3. Start Repaying Your Student Loan
Student loan debt is the second most prevalent form of consumer debt in the US. It has grown by 275% to a total of $904 billion since 2003. The numbers are really daunting but what’s worse, 25% of students miss the first payment on their student loan or make it after the payment deadline. Thus even if you find a well-paid job, you might end up spending too much of your high salary trying to dig out of a debt hole. How to avoid it? When tackling any kind of debt, planning ahead is the most important thing. Try to make your payments ahead of schedule so you have to pay back less when the time comes.
4. Start Saving
Establishing a savings account is probably the last thing on a new college graduate’s mind.

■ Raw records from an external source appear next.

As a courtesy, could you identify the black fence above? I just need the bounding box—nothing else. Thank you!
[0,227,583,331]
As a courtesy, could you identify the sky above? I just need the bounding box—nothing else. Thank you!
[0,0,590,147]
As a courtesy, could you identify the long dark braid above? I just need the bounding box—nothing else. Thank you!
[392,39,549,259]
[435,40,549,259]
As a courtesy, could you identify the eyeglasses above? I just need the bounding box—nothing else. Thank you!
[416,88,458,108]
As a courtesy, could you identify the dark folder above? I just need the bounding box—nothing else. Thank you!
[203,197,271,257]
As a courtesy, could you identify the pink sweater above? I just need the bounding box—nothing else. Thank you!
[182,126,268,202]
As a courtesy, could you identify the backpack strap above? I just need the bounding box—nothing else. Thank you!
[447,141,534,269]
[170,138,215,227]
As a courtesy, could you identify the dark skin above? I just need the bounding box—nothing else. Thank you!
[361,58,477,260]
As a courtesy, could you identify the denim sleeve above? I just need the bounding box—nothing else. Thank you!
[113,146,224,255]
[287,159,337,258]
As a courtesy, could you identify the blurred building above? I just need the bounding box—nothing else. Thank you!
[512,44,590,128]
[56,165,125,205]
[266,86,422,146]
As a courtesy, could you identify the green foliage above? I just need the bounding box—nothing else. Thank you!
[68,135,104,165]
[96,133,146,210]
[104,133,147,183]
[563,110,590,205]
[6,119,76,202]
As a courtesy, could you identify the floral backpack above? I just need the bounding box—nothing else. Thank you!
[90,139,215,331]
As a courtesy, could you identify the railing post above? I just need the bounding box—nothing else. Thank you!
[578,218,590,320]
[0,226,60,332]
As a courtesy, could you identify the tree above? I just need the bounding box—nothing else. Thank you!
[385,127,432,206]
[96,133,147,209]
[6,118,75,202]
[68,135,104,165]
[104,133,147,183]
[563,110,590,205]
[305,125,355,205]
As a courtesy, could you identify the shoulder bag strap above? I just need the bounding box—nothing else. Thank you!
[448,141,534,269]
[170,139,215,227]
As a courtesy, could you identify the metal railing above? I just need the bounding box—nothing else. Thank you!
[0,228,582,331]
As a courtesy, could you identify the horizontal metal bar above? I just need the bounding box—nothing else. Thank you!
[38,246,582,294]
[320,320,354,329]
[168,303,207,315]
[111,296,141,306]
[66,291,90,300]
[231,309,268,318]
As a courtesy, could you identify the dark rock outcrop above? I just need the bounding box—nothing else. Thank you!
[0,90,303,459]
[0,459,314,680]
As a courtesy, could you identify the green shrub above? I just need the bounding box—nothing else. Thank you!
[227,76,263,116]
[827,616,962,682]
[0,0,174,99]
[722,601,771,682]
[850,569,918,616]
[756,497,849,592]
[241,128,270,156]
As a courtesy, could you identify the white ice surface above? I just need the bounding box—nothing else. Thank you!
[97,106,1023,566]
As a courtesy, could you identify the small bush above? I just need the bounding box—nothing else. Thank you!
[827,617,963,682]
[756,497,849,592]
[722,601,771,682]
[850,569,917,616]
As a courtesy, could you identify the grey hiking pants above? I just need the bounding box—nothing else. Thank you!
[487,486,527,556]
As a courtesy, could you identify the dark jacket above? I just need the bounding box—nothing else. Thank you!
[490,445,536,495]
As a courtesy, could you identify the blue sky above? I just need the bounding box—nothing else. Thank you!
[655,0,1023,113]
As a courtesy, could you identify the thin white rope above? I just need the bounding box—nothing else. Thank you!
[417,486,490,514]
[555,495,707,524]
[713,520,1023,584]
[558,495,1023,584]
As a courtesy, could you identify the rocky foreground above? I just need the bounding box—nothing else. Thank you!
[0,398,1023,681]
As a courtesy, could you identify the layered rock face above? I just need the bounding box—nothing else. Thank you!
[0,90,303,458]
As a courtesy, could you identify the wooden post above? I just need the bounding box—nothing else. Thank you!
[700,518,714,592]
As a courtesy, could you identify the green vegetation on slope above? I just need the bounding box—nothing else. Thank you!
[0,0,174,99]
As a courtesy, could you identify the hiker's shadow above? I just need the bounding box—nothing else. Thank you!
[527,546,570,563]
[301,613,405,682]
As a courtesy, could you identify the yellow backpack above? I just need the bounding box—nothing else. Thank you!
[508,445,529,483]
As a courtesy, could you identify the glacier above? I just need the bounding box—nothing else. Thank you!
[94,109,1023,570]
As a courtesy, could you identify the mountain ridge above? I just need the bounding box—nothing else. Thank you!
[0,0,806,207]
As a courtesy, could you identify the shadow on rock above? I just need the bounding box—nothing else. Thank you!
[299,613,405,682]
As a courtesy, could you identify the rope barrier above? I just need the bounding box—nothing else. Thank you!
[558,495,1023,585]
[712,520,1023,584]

However it is the best way to handle emergency situations as well as to reach your financial goals. How much should you save? Most experts recommend saving 10 to 15% of your income. If you think it’s too much, the general rule of thumb is to save as much as you can. You can always ask your employer to deposit some of your paycheck into your savings account. Or you can deposit it yourself when paying your monthly bills.
Regardless of your financial situation, a sound post-graduation financial plan is all you need. Whether it’s a savings account or a budget plan, you’ll always have financial relief if something catastrophic happens.